In the long term, gold looks firm with most central banks pushing liquidity into the markets and increasing their loading of the yellow metal, Kotak Commodity Services analyst Madhavi Mehta said.
The central banks of Brazil and Russia are reportedly planning to increase their gold holding next year, she said.
“We expect gold to rule at Rs 28,000-33,000 level in the domestic market in 2013. However, stabilising rupee, which may come to 50 level, and fiscal cliff concerns may act bearish for gold,” she said.
Expectations of the economy improving and foreign institutional investors (FIIs) providing momentum in equity markets are also likely to support gold, she said.
Globally, the yellow metal may rule at $1,550-1,850 an ounce (31.10 grams) level, she said.
Gold prices last week closed at Rs 30,600 per 10 grams in the domestic market, while in the global markets it was at $1,658 an ounce.
With a fair bit of correction already taken place in December due to year-end profit booking, Mehta said, in near term gold is likely to rule at Rs 29,800-Rs 31,500 range.
“Amid the US fiscal cliff situation the market is expecting the US government to reach at least a partial deal, which will bring in a positive market sentiment that will be positive for gold.

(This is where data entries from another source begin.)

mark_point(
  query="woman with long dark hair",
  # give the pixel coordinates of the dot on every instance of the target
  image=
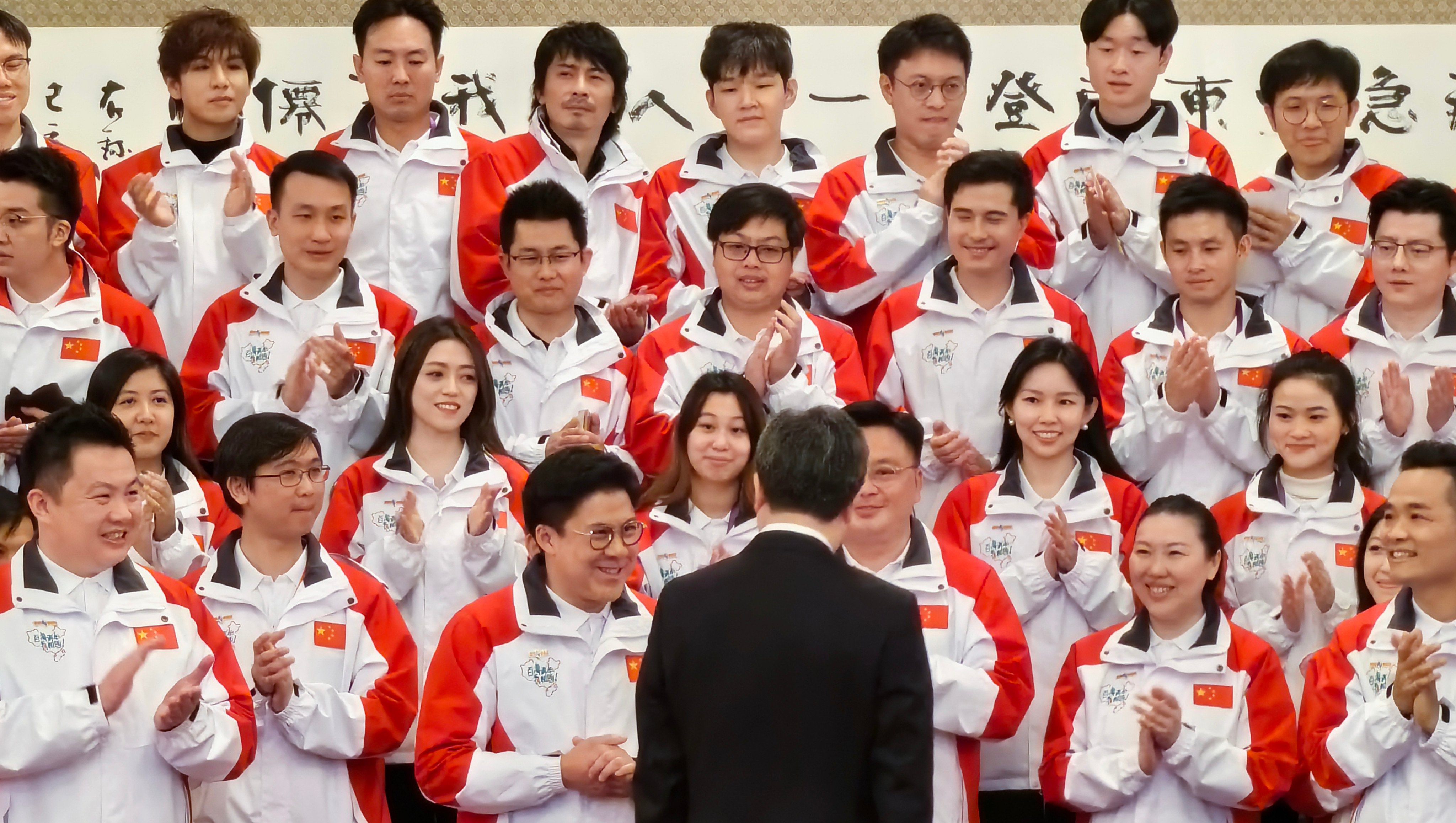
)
(187, 511)
(434, 507)
(701, 509)
(1292, 535)
(1177, 714)
(1055, 520)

Therefore, we expect gold price to recover in January 2013,” she added.
Echoing a similar view, Commtrendz Research Director Gnanasekar Thiagarajan said the market is waiting for a very long time for resolution on the US fiscal cliff issue.
Gold is likely to reach even Rs 33,000-34,000 levels in the long run in the domestic market, he said.
“The movement in gold price will mainly depend on where the fiscal cliff agreement reaches. If the agreement is in line with the market expectations, the price will pick up, but will subsequently come down and if the conclusion is not in line with the expectation, the gold price will fall with other assets,” he said.
In the short term, the yellow metal may come down to $1,565 and rally up to $1,900 overseas and at Rs 28,500-Rs 31,500 in the domestic markets, he added.
Angel Broking Associate Director (Commodities and Currencies) Naveen Mathur said gold price in short term would be stable at Rs 30,500-Rs 31,000 range as the rupee appreciates against the US dollar.
In the international markets, gold is likely to rule at $1,650-1,700 an ounce, he added.
“Appreciating rupee will mainly keep the gold prices under check in the domestic markets,” he said.
The current situation is like a stalemate, as everything depends on the US fiscal cliff resolution.